C’est d’ailleurs pourquoi les jeunes sont la principale cible du marché de la contrefaçon de vêtement de sport. Ils sont les plus disposés à acheter des articles copiés. Ils sont prêts à tout pour porter des marques et ne pas se sentir rejetés par leurs camarades. Un récent sondage réalisé au Royaume–Uni sur les comportements du public à l’égard de la contrefaçon montre que 40% des consommateurs recherchent sciemment à acheter des articles copiés et, sur ce pourcentage, plus de 50% sont âgés de 15 à 24 ans (ACG, Enquête MORI, 1997).

 

 Ces marques, ils les choisissent en fonction des images véhiculées par les magasines de mode, la télévision et l’univers musicale en particulier. On retrouve donc dans les rues le style de tel ou tel rappeur, telle ou telle chanteuse sexy.
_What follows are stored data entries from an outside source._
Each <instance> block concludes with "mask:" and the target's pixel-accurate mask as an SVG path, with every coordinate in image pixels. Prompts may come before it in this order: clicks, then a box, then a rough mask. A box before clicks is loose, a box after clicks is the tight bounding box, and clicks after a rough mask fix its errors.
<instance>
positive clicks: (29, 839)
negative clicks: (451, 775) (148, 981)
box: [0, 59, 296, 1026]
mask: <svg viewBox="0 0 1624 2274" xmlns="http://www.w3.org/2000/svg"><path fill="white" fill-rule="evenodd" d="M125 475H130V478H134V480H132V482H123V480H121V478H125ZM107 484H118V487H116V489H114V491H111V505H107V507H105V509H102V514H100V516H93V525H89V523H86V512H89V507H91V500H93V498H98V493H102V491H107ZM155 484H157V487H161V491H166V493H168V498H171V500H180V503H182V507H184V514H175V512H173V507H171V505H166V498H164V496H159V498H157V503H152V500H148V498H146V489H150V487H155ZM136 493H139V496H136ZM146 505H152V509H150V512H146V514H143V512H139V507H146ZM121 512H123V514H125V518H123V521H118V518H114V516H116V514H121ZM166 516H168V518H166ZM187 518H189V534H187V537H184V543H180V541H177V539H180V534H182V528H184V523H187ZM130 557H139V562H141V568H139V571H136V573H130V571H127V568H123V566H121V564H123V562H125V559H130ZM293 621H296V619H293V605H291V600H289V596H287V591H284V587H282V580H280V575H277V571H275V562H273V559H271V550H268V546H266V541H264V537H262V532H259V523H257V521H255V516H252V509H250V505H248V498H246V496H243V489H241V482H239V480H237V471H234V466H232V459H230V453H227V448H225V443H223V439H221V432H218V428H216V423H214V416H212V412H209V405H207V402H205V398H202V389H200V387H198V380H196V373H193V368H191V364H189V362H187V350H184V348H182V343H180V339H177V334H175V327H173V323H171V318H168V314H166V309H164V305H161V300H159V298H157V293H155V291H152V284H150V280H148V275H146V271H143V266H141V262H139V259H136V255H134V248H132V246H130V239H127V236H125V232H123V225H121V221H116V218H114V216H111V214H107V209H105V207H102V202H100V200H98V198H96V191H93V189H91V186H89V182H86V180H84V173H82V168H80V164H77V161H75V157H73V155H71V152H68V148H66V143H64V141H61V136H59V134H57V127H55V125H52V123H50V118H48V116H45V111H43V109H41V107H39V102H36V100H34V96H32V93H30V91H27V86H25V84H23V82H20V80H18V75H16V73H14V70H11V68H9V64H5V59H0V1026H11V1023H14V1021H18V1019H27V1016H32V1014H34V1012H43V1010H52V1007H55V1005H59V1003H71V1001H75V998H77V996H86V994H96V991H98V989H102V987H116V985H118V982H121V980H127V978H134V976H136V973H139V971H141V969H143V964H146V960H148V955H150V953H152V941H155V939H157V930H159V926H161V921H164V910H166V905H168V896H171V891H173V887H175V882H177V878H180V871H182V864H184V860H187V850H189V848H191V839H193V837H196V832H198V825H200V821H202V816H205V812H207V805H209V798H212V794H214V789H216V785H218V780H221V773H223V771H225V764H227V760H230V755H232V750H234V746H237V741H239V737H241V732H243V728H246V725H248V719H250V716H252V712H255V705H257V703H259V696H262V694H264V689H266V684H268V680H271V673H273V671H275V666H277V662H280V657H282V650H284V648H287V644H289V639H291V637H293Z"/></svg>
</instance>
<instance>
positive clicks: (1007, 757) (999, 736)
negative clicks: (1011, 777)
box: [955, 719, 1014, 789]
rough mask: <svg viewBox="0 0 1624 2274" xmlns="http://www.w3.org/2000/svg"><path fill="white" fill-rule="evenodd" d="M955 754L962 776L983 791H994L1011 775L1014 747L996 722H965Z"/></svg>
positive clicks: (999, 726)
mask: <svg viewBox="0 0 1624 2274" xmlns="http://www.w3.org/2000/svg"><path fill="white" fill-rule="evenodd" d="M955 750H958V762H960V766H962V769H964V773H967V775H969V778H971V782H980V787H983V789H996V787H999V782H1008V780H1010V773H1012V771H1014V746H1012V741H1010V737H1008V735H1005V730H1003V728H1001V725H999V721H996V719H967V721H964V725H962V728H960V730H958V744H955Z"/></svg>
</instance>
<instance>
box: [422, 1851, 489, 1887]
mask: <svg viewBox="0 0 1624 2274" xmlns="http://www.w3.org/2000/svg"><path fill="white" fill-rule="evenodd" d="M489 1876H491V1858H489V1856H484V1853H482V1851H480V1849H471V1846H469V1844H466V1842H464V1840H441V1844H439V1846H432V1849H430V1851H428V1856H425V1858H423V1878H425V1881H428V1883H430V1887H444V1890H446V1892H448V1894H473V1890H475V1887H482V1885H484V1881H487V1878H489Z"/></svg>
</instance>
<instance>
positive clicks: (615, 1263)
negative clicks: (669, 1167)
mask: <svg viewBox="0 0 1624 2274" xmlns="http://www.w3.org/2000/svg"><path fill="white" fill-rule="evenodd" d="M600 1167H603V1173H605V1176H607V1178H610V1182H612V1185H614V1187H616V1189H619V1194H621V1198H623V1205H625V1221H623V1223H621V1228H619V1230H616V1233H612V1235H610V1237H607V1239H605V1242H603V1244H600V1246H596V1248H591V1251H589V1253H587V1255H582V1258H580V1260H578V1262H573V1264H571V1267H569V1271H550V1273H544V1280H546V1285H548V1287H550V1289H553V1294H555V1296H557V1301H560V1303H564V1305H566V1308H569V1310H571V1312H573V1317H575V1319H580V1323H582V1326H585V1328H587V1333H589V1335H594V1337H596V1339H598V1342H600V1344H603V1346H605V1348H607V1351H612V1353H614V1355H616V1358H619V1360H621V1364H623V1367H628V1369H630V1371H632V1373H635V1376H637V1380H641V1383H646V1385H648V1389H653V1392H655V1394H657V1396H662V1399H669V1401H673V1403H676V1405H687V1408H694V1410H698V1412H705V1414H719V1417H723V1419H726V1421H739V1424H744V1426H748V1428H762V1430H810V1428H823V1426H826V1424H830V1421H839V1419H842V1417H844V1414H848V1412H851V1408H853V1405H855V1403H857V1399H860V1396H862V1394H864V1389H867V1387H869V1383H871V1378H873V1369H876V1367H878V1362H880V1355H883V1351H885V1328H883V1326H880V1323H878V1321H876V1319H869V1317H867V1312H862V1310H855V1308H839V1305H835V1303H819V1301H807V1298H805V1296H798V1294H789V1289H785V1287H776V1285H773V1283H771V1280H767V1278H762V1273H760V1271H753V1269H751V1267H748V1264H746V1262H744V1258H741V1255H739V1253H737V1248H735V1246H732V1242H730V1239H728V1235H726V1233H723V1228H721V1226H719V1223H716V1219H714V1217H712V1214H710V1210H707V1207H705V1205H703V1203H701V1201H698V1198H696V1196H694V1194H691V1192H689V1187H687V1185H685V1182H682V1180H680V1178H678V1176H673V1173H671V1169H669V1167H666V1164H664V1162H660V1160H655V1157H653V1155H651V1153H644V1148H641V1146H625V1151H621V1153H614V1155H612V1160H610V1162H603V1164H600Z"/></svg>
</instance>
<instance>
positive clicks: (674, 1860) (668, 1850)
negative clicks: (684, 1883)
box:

 Cela peut poser quelques problèmes éthiques, surtout dans les établissements scolaires.  Il s’est parfois avéré que des jeunes filles, influencées par de jeunes stars internationales de la musique, arrivent en cours avec des T-shirts courts laissant le ventre nu. À l’intérieur comme à l’extérieur des établissements scolaires, nombre d’adultes se disent choqués par cette « sexualisation précoce de l’apparence ».

 

 Certaines filles n’ont pas conscience de ce qui résulte de leurs tenues dans le regard des autres quand elles s’habillent à la manière de leurs stars préférées, sur-mediatisées et excessivement déshabillées.

 

 Les garçons ne sont pas en reste, communiquant volontier sur la couleur de leur caleçon, dépassant d’un pantalon baggy (deux fois trop grand) ou tombant sur les cuisses en l’absence de ceinture… 

 

  Ainsi, la mode peut avoir des effets nocifs non négligeables sur les adolescents. Des effets qui, en étant de plus en plus pris en compte, ont meme posé la question d’un retour à l’uniforme. En effet, fin 2006, Trois députés UMP avaient déposé une proposition de loi dans laquelle ils réclamaient le port obligatoire d'une tenue obligatoire à l'école. Une proposition qu'ils ont justifié en ces termes: "Il s’agit pour les élèves d’évoluer dans un environnement d’égalité à l’abri des excès. Il s’agit pour les parents d’éviter les agressions, abus et autres moqueries que peuvent susciter certaines tenues et il s’agit enfin pour les enseignants d’avoir face à eux, lors de leurs cours, un public dignement vêtu"( Source: lefigaro.fr du 15/10/2007). La proposition a, depuis, était rejeté, mais elle illustre bien la prise de conscience collective que la mode et les marques peuvent avoir des conséquences négatives sur les jeunes, particulierement à l'école.

 

 Dans la meme lignée, mais plus axé sur la lutte contre les marques et particulierement contre le matraquage publicitaire dont elles usent pour attirer les consommateurs, un nouveau phénomène appelé « no logo », attire de plus en plus de jeunes.